Why is Crypto Crashing? The price of nearly every cryptocurrency has dropped to less than 50% of its all-time high. The reason behind the crypto crash seems to be a massive sell-off by investors, coinciding with heightened inflation fears. Despite the continued aversion to risk, investors continue to steer clear of assets with high volatility. Hence, stock markets across the globe are reflecting this trend. Meanwhile, countries all over the world continue to report high inflation numbers.
Bitcoin’s price has tumbled more than 50% six times since its launch
There’s no doubt that Bitcoin has been a flop, and the price has fallen more than 50 percent six times since it launched in 2009. But that doesn’t mean that the cryptocurrency is dead. Bitcoin has had its highs, too. In September, the price reached almost $10,000 and doubled in twelve days. A month later, it hit $1,200. On March 12, 2020, the price plunged nearly three-quarters to $4,826.
A few weeks ago, the Bitcoin community was hit with bad news. In February, an ex-Google developer named Mike Hearn declared the cryptocurrency a failure. Hearn, an influential figure in the Bitcoin community, had worked on a Java implementation of the Bitcoin protocol, bitcoinj, and was heavily involved in related projects. Ultimately, he blamed the censorship of Bitcoin’s community and the centralized mining to Chinese miners.
Volatility of the market
The volatile nature of the crypto market is nothing new. The last six months have seen a steep drop in the market’s value. It’s no surprise that cryptocurrency prices are volatile, since the technology behind them is relatively new. But the value of these assets is downstream and is affected by market volatility.

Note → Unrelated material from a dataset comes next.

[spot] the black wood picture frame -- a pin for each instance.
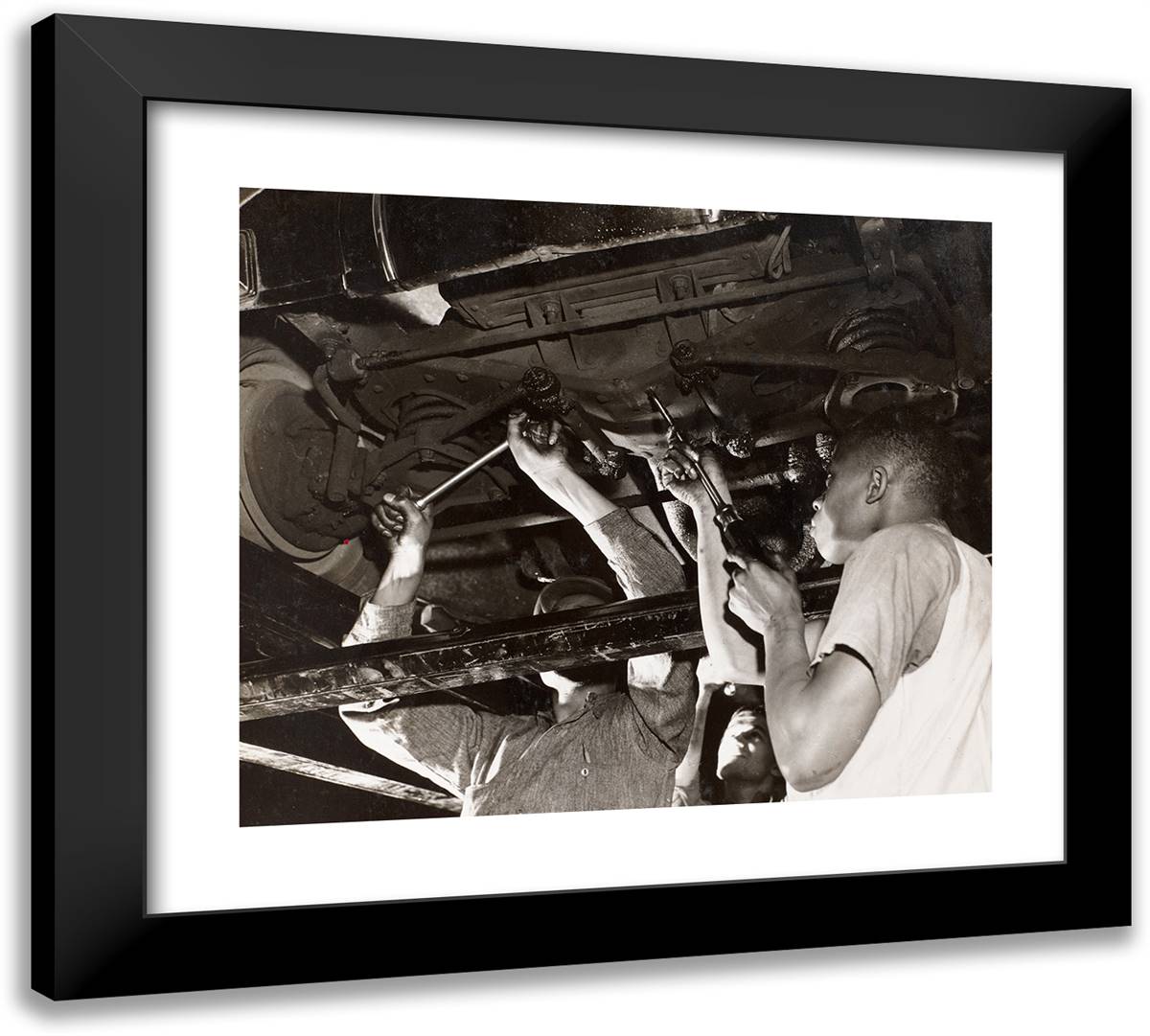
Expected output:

The following are a few reasons why the crypto market is crashing:
The fact that the crypto industry is relatively young is a key reason for the volatile market. Because most projects are less than five years old, the market is still relatively undeveloped. Moreover, different coins are likely to have different functions, such as acting as startup equity. Because of this, they have price discovery and liquidity from the very beginning. This is an important reason why crypto prices are volatile, because it’s possible that influential people can change the market’s direction with a single tweet.

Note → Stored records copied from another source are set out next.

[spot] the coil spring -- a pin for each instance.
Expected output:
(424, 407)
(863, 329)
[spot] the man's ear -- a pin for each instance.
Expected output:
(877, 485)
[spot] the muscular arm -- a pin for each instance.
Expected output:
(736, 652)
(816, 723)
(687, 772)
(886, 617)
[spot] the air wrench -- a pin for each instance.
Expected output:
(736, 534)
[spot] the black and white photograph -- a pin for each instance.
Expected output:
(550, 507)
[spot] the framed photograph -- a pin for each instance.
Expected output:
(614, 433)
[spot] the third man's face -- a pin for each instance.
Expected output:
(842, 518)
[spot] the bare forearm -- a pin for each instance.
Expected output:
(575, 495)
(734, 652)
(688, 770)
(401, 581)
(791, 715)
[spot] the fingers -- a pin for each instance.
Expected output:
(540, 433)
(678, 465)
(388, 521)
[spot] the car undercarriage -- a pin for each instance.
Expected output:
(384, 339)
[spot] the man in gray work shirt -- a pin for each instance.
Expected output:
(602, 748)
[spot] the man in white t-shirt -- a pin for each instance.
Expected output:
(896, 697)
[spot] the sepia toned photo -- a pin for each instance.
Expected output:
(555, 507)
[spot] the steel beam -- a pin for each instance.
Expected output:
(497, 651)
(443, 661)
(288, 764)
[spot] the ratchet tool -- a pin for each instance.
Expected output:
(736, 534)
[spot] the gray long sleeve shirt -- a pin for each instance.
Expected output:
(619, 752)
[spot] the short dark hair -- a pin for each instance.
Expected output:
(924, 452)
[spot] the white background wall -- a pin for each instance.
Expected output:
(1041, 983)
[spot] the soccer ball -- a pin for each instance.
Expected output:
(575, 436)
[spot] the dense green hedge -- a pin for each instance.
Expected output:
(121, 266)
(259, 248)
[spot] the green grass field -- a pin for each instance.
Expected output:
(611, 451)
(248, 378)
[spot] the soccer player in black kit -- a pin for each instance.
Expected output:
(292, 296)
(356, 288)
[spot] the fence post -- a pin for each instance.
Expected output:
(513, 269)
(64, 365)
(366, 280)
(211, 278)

Stablecoins losing their pegs to the dollar
The USDD, a stablecoin pegged to the dollar, has been hit hard recently by the collapse of the UST. This led to reduced liquidity in the stablecoin pool and a $13.4 million hack on the Deus protocol in late April. In response to these problems, the Deus developers suspended the redemption mechanism for DEI. These actions, however, did not result in a significant drop in DEI. Nevertheless, it is still worth noting that the Deus developers are working on a repegging plan for DEI.

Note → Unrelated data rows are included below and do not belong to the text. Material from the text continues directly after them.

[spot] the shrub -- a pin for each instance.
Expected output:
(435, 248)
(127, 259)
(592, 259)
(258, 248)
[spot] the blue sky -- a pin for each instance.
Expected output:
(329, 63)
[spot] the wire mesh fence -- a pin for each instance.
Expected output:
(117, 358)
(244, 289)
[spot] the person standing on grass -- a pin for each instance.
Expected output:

While USDD has a huge supply of $723 million and a total of $2 billion in collateral, it has failed to regain its peg to the dollar. Currently, Tron DAO holds enough capital to prop up USDD, but it has not recovered its peg to the dollar. Tron’s stablecoin, TRX, has also fallen in value, down 17% in just a few days.
Taxes on cryptocurrencies
Despite all of the hype surrounding cryptocurrencies, the IRS is still largely ignorant of the nature of cryptocurrency trading. The government is taxing them as capital assets, much like it does with commodities like gold. But unlike gold and other commodities, cryptocurrencies do not trade freely, and their prices tend to rise and fall rapidly. In other words, they have more characteristics of a stock than they do of a currency.
But despite this, many analysts say that the upcoming tax changes may have caused the recent plunge in the price of cryptocurrencies. Cryptocurrency is not a usable currency, and many people are buying them and selling them with no intention of using them. In addition, the IRS’ rules on taxation make them a complicated payment system. Investors should take all of this into consideration before investing in the digital assets.